Development work gathers pace at Istres as manufacturer prepares to fulfil French defence procurement needs

Dassault is speeding up Rafale test and development work at Istres, France, as it prepares to deliver the first F2 standard fighters next year.

The Rafale F2 adds air-to-ground capability to the F1's air-to-air mission, and includes a combined forward-looking TV and infrared sensor, Link 16 datalink, digital database terrain-following capability and provision for the MBDA Scalp EG long-range cruise and AASM air-to-surface missiles. An in-flight refuelling pod will be available on naval variants of the fighter.

The first air force and navy F2s are due for delivery next year, and a full air force squadron based at St Dizier should be operational by early 2005. Yves Robins, Dassault Aviation vice-president international relations, defence, says the manufacturer is planning to deliver six Rafales next year and up to 15 annually in subsequent years, depending on the French government's procurement timetable.

Robins says the delay in the French government's finalisation of funds for a second tranche of 59 Rafales is financial rather than technical (Flight International, 21-27 October). "The government's commitment to 294 Rafales is not in question, but it's up to them how many years they want to spread the acquisition over," he says, adding that later acquisition would lead to more-capable aircraft.

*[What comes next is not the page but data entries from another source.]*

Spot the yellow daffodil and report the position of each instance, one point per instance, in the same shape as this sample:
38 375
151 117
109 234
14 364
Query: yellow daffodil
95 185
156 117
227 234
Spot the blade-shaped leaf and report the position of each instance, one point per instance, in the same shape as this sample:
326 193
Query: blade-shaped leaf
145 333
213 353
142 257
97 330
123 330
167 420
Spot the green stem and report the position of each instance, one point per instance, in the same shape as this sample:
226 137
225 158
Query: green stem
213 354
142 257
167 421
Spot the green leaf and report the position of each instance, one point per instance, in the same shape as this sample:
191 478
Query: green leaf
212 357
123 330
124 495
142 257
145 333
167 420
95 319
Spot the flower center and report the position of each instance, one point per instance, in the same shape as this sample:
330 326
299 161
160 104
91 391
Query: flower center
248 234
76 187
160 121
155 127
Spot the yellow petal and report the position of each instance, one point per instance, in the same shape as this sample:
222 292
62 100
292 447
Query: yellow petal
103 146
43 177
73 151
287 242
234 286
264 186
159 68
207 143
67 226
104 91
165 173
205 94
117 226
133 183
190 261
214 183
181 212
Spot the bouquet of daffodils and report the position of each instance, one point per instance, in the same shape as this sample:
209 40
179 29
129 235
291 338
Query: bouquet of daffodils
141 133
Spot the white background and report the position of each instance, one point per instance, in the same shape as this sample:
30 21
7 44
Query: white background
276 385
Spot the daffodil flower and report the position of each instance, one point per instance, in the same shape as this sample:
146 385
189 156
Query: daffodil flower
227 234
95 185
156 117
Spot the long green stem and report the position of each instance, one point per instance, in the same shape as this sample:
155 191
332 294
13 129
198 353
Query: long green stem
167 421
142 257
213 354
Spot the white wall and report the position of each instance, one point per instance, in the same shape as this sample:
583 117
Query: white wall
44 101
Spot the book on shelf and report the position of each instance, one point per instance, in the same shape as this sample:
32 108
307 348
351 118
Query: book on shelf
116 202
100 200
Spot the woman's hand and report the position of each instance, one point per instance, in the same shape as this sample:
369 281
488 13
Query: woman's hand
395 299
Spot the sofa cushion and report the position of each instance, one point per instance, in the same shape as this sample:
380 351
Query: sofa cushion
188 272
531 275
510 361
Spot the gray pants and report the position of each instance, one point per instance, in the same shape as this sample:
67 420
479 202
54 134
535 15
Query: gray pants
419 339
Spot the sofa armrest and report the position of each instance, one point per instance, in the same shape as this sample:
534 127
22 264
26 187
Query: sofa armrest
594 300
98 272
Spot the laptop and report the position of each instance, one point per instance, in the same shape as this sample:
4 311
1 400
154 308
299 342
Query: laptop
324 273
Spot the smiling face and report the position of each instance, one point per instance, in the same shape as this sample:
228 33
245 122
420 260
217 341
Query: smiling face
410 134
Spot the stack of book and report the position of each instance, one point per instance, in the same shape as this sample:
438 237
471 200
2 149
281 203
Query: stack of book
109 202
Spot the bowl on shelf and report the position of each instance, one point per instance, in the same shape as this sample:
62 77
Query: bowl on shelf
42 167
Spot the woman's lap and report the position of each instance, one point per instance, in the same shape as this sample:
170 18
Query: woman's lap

A total of 13 F1 standard Rafales have been delivered to date - 10 single-seat Rafale Ms on the navy's Charles de Gaulle aircraft carrier form the only operational squadron, and two two-seat Rafale Bs and one single-seat Rafale C are with the air force's test and evaluation unit. Eventually, about 40 of the navy's 60 Rafales will be two-seater Rafale Ns, and more than half the air force's aircraft will be Rafale Bs.

Preparations are under way for the first live firing of the Scalp EG from the Rafale. Recent tests include the simultaneous firing of two MBDA Mica air-to-air missiles (AAM) at two jamming targets, and Dassault has also studied mounting the MBDA Meteor beyond-visual-range AAM on the Rafale.

The fully multirole, reconnaissance-capable F3 version of the Rafale will be delivered from2007. Three-dimensional radar terrain-following will replace the F2's digital database and the F3will also incorporate an MBDA AM39 Exocet and second generation ASMP air-launched nuclear missile capability.